Can Civil Courts Save the Climate? Strategic Climate-change Litigation Before Civil Courts

Authors

  • Astrid Stadler

DOI:

https://doi.org/10.12697/JI.2023.32.01

Keywords:

climate‑change litigation, tort law, causality of emissions, human rights, political questions doctrine

Abstract

Climate change is an urgent global problem, and national legislatures must enhance their efforts to reduce carbon dioxide emissions drastically. Individuals and NGOs have filed public law actions against national legislators before international courts (prominently the ECHR) and several constitutional courts to allege violations of constitutional and human rights. In a more recent development, civil courts too are being seized with climate‑change litigation.
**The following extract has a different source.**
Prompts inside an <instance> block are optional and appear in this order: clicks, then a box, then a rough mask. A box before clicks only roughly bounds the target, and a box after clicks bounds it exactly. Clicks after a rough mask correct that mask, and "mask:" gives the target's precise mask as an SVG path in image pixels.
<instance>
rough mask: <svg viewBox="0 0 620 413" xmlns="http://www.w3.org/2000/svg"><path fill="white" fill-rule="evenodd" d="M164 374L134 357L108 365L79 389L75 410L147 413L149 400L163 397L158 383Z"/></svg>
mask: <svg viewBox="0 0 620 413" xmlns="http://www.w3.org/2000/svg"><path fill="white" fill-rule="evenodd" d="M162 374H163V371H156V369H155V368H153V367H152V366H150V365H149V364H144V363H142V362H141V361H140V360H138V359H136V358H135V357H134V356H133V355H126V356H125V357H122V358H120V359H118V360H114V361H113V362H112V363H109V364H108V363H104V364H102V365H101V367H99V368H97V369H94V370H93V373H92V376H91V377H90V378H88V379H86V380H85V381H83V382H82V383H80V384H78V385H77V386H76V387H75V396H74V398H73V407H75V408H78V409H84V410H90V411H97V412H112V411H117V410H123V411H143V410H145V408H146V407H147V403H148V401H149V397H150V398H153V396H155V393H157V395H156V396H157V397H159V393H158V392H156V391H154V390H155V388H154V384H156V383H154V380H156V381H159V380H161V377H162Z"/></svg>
In 2021, a Dutch court ruling on an action by an NGO against the Royal Dutch Shell Group held that Shell is obliged to reduce its CO2 emissions considerably. This judgment, based on the Dutch Civil Code’s general tort regulations, has triggered a wave of similar actions before German courts. Such cases of individual plaintiffs, supported by NGOs, suing private companies for damages or for an immediate reduction of emissions are examples of ‘strategic litigation’ aimed at bringing about broad societal changes beyond the scope of the individual case at hand. The article analyses the political implications, tackles the question of whether general tort law is a suitable instrument to address the climate‑change problem, and discusses how civil courts may handle these cases. Climate change is a complex, multi-stakeholder issue that requires a difficult process of balancing social, legal, and economic interests – which is the task of democratically legitimised parliaments, not primarily a task of courts.